Lane cites former moderate Justice Sandra Day O’Connor as
having the right approach to redistricting:
As Justice Sandra Day O'Connor, the last member of the court with experience as a state legislator, put it in a 1986 opinion, the Constitution's guarantee of equal protection of the laws "does not supply judicially manageable standards for resolving purely political gerrymandering claims, and no group right to an equal share of political power was ever intended" by the document's authors.
Lane points
out that Justices seem a bit confused on these political redistricting
cases now before them:
"It seems like a pretty clear violation of the Constitution in some form to have deliberate, extreme gerrymandering," Justice Stephen Breyer observed. "But is there a practical remedy that won't get judges involved in every - or dozens and dozens and dozens of very important political decisions?"
Lane also
explains the problem is overstated.

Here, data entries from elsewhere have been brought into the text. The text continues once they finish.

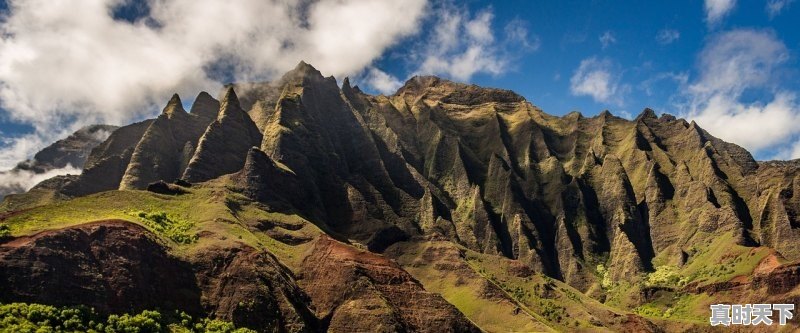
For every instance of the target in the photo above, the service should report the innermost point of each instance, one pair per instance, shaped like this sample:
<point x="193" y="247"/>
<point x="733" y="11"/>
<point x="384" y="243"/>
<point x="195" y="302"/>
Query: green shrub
<point x="23" y="317"/>
<point x="665" y="276"/>
<point x="173" y="228"/>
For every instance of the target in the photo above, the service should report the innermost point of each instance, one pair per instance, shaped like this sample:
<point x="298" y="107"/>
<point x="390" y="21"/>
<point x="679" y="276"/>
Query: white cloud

The
respected left-of-center Cook Report concludes the redistricting problem is
overstated:
Why risk fatally politicizing the courts to fight a problem that's not entirely to blame for our political dysfunction anyway? The Cook Political Report's David Wasserman and Ally Flinn found that redistricting explains only 17 percent of the decline in competitive congressional districts over the past 20 years. Partisan gerrymandering "may be just as much a symptom of America's political problems as a cause," writes Harry Enten, an expert on gerrymandering.
Lane’s conclusion
is spot on:
Sandra Day O'Connor was right: The Supreme Court should leave partisan politics to the partisan politicians.